Haha yep I'm convinced those Fox are loyal to you only...lol.

Yeah the 17 Hornet has treated me well. That Coyote I couldn't recover is the first one that has gotten away so far. I know it was a bad hit and I'm sure even a 223 wouldn't have put her down. Now if I was shooting my '06.....haha.

We were lucky to beat the rain upstream across the creek. It was higher than the morning crossing, but still had a few inches to spare below the door panels.

- Mark

Sent from my SM-G935V using Tapatalk


----------



## youngdon (Mar 10, 2010)

Nice job killing that one. Tough luck on the others. Congrats on second place !


----------



## Bigdrowdy1 (Jan 29, 2010)

Congrats guys. All these hunting stories are driving me to jones-un!!!


----------



## hassell (Feb 9, 2010)

Congrats. on the hunt and thanks again for sharing, boy sure is greened up around there.


----------



## Mark Steinmann (Jan 28, 2014)

Key me know if this works please! This is a video from my tactacam of the kill shot on the Coyote. It shows how fast it went down...

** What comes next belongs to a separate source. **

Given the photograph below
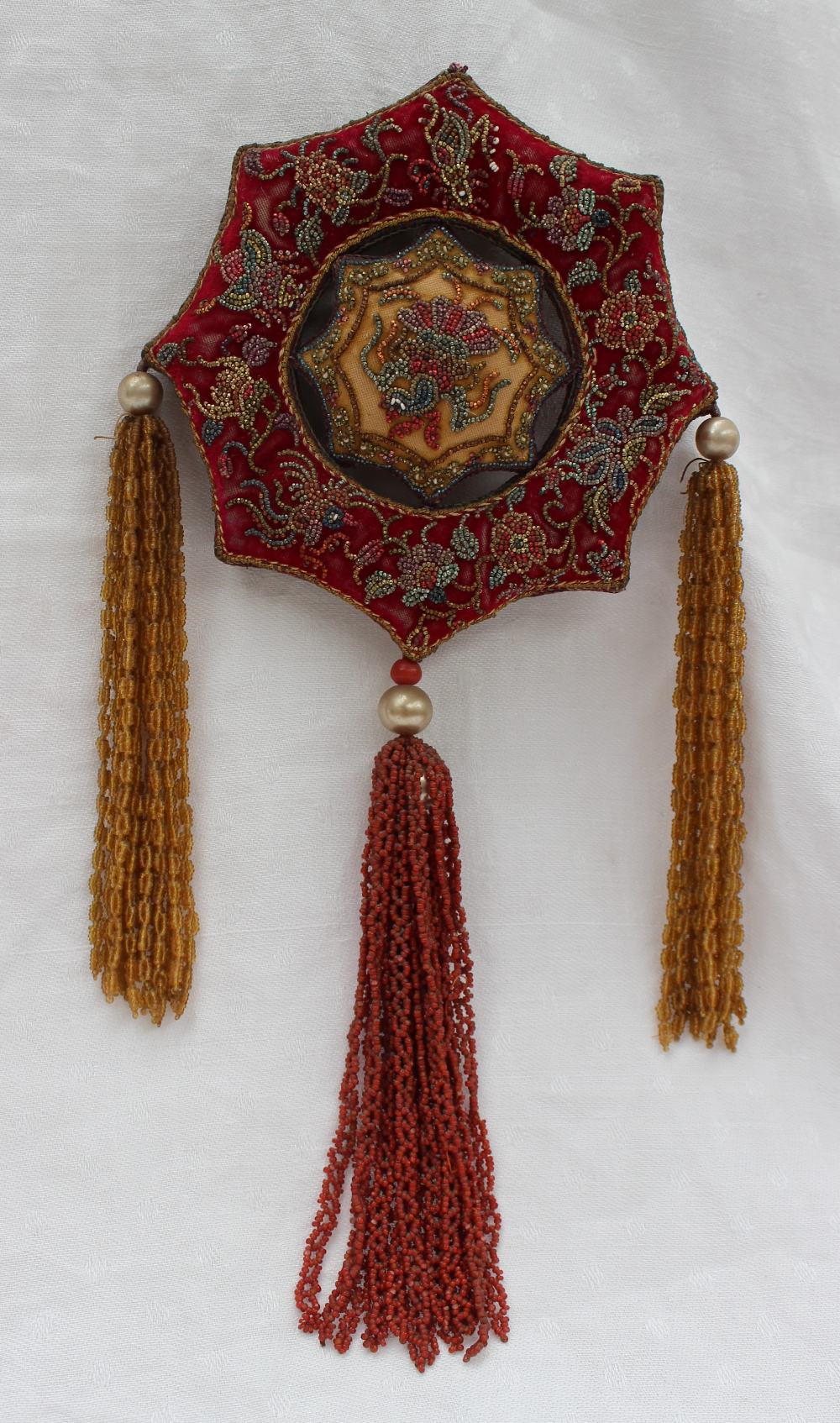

https://cloud.tapatalk.com/s/58a3b836089bd/VID_30891214_112558_744.mp4

Mark

Sent from my SM-G935V using Tapatalk


----------



## Bigdrowdy1 (Jan 29, 2010)

Mark it works. Great shot but you really need to tune that guitar!!!!!


----------



## prairiewolf (Feb 19, 2012)

yep, it works. but my old eyes had to play it couple times to see the coyote, lol


----------



## youngdon (Mar 10, 2010)

Yeah... Probably should have maybe finished at least the first lesson....

https://video.search.yahoo.com/yhs/search?fr=yhs-avg-fh_lsonsw&hsimp=yhs-fh_lsonsw&hspart=avg&p=esteban+guitar+infomercial#id=1&vid=36964cbe18963597735ad6c75886fda3&action=click


----------



## 220swift (Mar 2, 2011)

Good stuff Mark, congrats on the second place finish!


----------



## Mark Steinmann (Jan 28, 2014)

Haha, it does sound a bit off huh? Lol. Just saw my nice autocorrect as well....whoops.

Sent from my SM-G935V using Tapatalk


----------



## Rick Howard (Feb 25, 2012)

Sounds awesome. Congrats on placing too!


----------



## glenway (Mar 27, 2011)

Oh yeah. Good and lucky! But, it seems the more dues you pay, the luckier you get.


----------